Over time, libraries purchased information on microfilm and microfiche. Then they bought computers, first for the staff and then for public use. Later, law libraries provided access to services such as Westlaw and Lexis, both for attorneys and the public.
Our statute states that a law library like us, in a county as large as King County, provides services to the bench and the bar, as well as the public. Fifteen years ago, when I first joined the Public Law Library of King County, about 60 percent of the users of the Seattle library were attorneys. Visitors to the Maleng Regional Justice Center (MRJC) were split 50/50 between attorneys and public patrons.
Now, about 60 percent of our Seattle users and 70 percent of our MRJC users are public patrons. Probably the biggest reason for this demographic shift is the advent of electronic services and the Internet. Attorneys have at their fingertips access to statutes, cases and court rules, while members of the public are more aware of the presence of a law library due to the searching capabilities of the Internet.

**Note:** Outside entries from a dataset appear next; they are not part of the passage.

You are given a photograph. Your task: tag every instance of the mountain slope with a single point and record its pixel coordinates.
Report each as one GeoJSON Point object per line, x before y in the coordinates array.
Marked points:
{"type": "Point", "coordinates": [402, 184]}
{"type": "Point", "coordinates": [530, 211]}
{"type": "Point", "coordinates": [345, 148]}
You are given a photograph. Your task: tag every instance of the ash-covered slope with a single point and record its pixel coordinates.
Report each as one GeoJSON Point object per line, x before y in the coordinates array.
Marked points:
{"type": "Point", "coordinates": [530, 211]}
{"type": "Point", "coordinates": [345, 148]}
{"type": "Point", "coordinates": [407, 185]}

What's next? Joseph Janes, an associate professor and chair of the MLIS program at the University of Washington Information School, published Library 2020: Today's Leading Visionaries Describe Tomorrow's Library (Scarecrow Press, 2013). Janes called on 23 prominent librarians across the country to write a short essay that begins "The library in 2020 will be..."
In reviewing these essays, I found several themes that apply to public law libraries, academic libraries and public libraries:
1. Libraries are the gatherers of information, regardless of the format. Materials in the library have expanded from print to microfiche/microfilm, audio, visual (such as DVDs), to virtual.
2. Libraries not only support their communities, but they also partner with key community entities. Communities are not just towns or cities, but people interested in similar things, such as law, chemistry, business, etc.